Now she doubted she would live long enough to ever have a solid footing anywhere and be anyone’s wife. Because of her father’s greed, so deeply entrenched in his soul that he had to put children into what would be considered slavery, her life might soon be over.
She closed her eyes and tried to will herself into that wonderful land of sleep, where nothing could harm her—where sweet dreams usually erased the ugliness of her life.
But sleep would not come. The steady rhythmic beat of the horse’s hooves, multiplied by the sounds of those other horses following them, kept her awake.
She glanced down at Fire Thunder’s arm that held her in an ironlike grip around her waist. He had not let up on his possessive hold. In the chill wind of night, she could feel the warmth of his breath stirring her hair as he would sometimes lean lower, perhaps fighting off the urge to sleep himself.
Bone tired, she turned a sour glance his way over her shoulder. “When will we stop?” she asked, her voice drawn. “We left the Rio Grande behind us a long time ago. How far into Mexico is your village? That is where you are taking me, isn’t it?”
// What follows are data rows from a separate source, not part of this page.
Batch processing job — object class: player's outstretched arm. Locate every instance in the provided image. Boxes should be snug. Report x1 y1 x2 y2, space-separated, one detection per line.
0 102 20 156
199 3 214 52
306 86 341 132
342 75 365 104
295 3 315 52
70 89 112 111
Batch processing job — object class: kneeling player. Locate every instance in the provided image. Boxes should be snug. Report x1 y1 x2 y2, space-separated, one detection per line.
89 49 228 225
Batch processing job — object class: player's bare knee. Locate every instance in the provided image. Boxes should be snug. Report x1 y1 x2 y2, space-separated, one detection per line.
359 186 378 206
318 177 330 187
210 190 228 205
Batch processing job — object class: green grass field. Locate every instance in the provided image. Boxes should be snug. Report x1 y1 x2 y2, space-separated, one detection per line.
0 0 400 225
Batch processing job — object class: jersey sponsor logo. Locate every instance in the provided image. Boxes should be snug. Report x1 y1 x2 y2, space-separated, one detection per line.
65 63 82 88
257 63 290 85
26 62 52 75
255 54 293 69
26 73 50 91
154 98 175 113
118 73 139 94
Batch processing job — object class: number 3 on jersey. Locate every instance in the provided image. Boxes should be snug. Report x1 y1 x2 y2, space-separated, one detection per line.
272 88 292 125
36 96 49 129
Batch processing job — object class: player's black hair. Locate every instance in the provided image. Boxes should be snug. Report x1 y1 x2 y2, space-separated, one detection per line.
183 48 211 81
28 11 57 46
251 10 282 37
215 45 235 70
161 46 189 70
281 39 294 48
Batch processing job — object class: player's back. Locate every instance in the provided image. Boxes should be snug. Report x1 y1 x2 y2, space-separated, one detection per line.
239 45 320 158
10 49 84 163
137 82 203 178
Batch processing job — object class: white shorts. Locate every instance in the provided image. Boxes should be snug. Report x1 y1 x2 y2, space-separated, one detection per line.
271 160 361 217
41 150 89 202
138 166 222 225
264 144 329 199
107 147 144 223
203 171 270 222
Fire Thunder gazed into her defiant green eyes, wishing that he could have found a different way to bring them together than this. Now, since he had been forced to make her father pay for what he had done to Little Sparrow, he doubted she would ever feel anything for him but loathing....
Not unless he could somehow prove to her just how evil her father was, and that he deserved to die.
It was hard for Fire Thunder to understand why that had to be proved to this woman. It already had been. And he knew that she had not approved of what her father had done, for she had befriended his sister. Little Sparrow had even grown fond of her in the short time they had been thrown together.
“We will camp at the foot of my mountain,” Fire Thunder said gently, trying to make her trust him by being gentle and caring with her. “If you or my sister were not with us, my warriors and I would travel onward up the mountain. But I can see that you are weary. And not only from being tired from the journey. You are having to accept many things tonight that surely tear at your heart.”
“And you call that fair?” Kaylene argued. “I am not responsible for anything. Why punish me?”
“You are my guarantee that the carnival people will not come after us, causing much blood to spill on the ground tonight,” Fire Thunder said.
He rode onward, working his way into the dark shadows of his mountain. “Do you not recall? I warned them not to follow. I told them that if they did, your blood would be the first to be spilled.”
Kaylene paled and swallowed hard. “Would you truly do that . . . ?” she asked, her voice breaking. “Would you kill me in cold blood, knowing that I am innocent of any wrongdoing?”